Ramsey, you do not have children. The last thing I want is my children learning to abbreviate the English language before they can even command it. As for creative essay writing, what would we do without the next generation of Shakespeare, Lennon & McCartney, Harper Lee, Ann Rand etc. Social Media has a place, but I do not want my Grade School kids abbreviating their lives to me at the dinner table or through a text. As for internet language like flaming and flambait, I would like my children to first understand what a noun is, a pronoun, an adverb, how to construct a sentence is.

I am not knocking the idea, I just want children to be really smart before we dumb them down!

As a test, can you successfully tweet this to me, or convey the sentiment of this World War One Poem in a text?

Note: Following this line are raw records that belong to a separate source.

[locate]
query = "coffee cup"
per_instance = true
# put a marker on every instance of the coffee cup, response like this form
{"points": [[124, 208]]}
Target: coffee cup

The Soldier by Rupert Brooke

If I should die, think only this of me:
That there's some corner of a foreign field
That is for ever England. There shall be
In that rich earth a richer dust concealed;
A dust whom England bore, shaped, made aware,
Gave, once, her flowers to love, her ways to roam,
A body of England's, breathing English air,
Washed by the rivers, blest by suns of home.

And think, this heart, all evil shed away,
A pulse in the eternal mind, no less
Gives somewhere back the thoughts by England given;
Her sights and sounds; dreams happy as her day;
And laughter, learnt of friends; and gentleness,
In hearts at peace, under an English heaven.

I completely agree! Working mostly with higher education institutions I have been trying to convince faculty here that we need to teach students how to use those same online/social tool to communicate.

We spend so much time and effort in trying to perfect that 5-page term paper to convey an argument but we never think to teach students about using an online medium to share the same idea.

I think education is headed in the same direction newspapers were in the late 90s and 00s. They kept "online" reporters and editors separate from the traditional newsroom. Bloggers, online video producers and the lot were not on the same playing field.

Finally some news orgs are stepping up and realizing the potential of teaching their own reporters how to use a FlipCam or Twitter to report news...

I agree that students of all ages should be taught online privacy and communication techniques. In addition to privacy, students should also be taught about online safety.

Some schools, whether in elementary school or a university, students are being taught communication techniques but I have not yet heard of students being taught online privacy and intellectual property outside of journalism schools.